Govan Mbeki Municipality has tabled a draft 2026/27 Medium-Term Revenue & Expenditure Framework that lays bare a municipality under acute financial stress. The document, prepared in line with MFMA and National Treasury guidance, shows rising costs, shrinking capital investment and a funding shortfall that threatens service delivery and legal compliance.

A stark funding gap The draft budget projects operating revenue of R3.819 billion against operating expenditure of R4.169 billion — an operating deficit of about R349 million. Including capital, the municipality faces an overall deficit of R432 million. These shortfalls come alongside a reduced capital programme of R192.9 million for 2026/27, down by R27.6 million from the adjusted 2025/26 budget, constraining investment in infrastructure at a time when maintenance and upgrades are critical.

Mounting liabilities and cash-flow risk The municipality’s creditors currently total R7.638 billion, with Eskom and Rand Water the largest outstanding accounts. At an assumed 66% payment rate, only R4.45 billion of debt is realistically collectible over time — well short of what is needed to meet obligations and sustain operations. The budget papers warn the municipality will be unable to pay obligations as they fall due, risking non-compliance with Subsection 99(2)(b) of the Municipal Finance Management Act and exposing the council to potential litigation, additional interest charges and escalating legal fees.

Drivers of the deterioration Operating expenditure has increased by R331.43 million relative to the current adjusted budget, driven mainly by salary increases (kept within the 35% regulation), higher bulk-purchase costs and general inflation. Revenue growth is constrained, and without decisive action collection rates, operating efficiency and cost control will not improve fast enough to close the gap.

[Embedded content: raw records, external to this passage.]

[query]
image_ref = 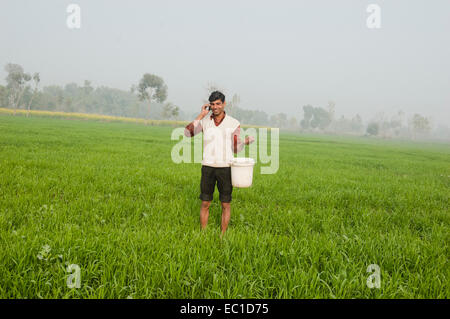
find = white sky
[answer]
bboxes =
[0,0,450,125]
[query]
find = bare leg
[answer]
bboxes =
[200,201,211,229]
[221,203,231,236]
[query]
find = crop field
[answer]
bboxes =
[0,114,450,298]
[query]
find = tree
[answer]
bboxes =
[300,104,314,129]
[270,113,288,129]
[310,107,331,130]
[366,122,379,136]
[137,73,167,119]
[412,113,431,138]
[161,102,180,120]
[27,72,41,117]
[5,63,31,115]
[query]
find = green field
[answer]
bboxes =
[0,115,450,298]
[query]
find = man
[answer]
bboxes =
[184,91,255,236]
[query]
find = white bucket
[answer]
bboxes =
[231,157,255,187]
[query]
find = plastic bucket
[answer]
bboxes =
[231,157,255,187]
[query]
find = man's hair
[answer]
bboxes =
[208,91,225,103]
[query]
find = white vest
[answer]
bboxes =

Service delivery and personnel implications Cash-flow constraints could leave critical vacancies unfilled, undermining service delivery and limiting the municipality’s operational capacity. The papers call for an urgent, intensive review of the organizational structure to align staff to essential deliverables.

Policy response and recommended measures The draft reiterates the statutory requirement to adopt funded budgets and urges immediate interventions: expenditure reprioritization, strict cost containment, intensified revenue enhancement and improved credit control, and full implementation of mSCOA. Administratively, the municipality proposes tariff increases (water and sewerage up to 11%, provisional electricity 12.74%, assessment rates and other tariffs around 3.7%) and other policy measures aimed at stabilizing finances. The document also stresses that if an unfunded budget is adopted, Council must table a credible plan showing how the municipality will move to a funded position.

Political fallout: opposition to an unfunded budget The funding gap and the municipality’s precarious cash position drew political opposition. The Democratic Alliance (DA) and the Freedom Front Plus (FF+) voted against accepting an unfunded budget, signalling concern that the draft fails to provide a sustainable, lawful funding model and warning that continued acceptance of unfunded budgets will deepen financial instability and compromise core services.

Conclusion Govan Mbeki’s 2026/27 draft budget signals an urgent need for decisive, sustained fiscal action. The operating and overall deficits — R349 million and R432 million respectively — coupled with R7.638 billion in creditors and limited collectible debt, create an immediate liquidity crisis with legal and service-delivery consequences. While the administration has proposed revenue and cost measures, the rejection by DA and FF+ of an unfunded budget underscores the political and governance challenge: without a credible, fundable plan and disciplined implementation, the municipality risks further deterioration in financial health and service outcomes.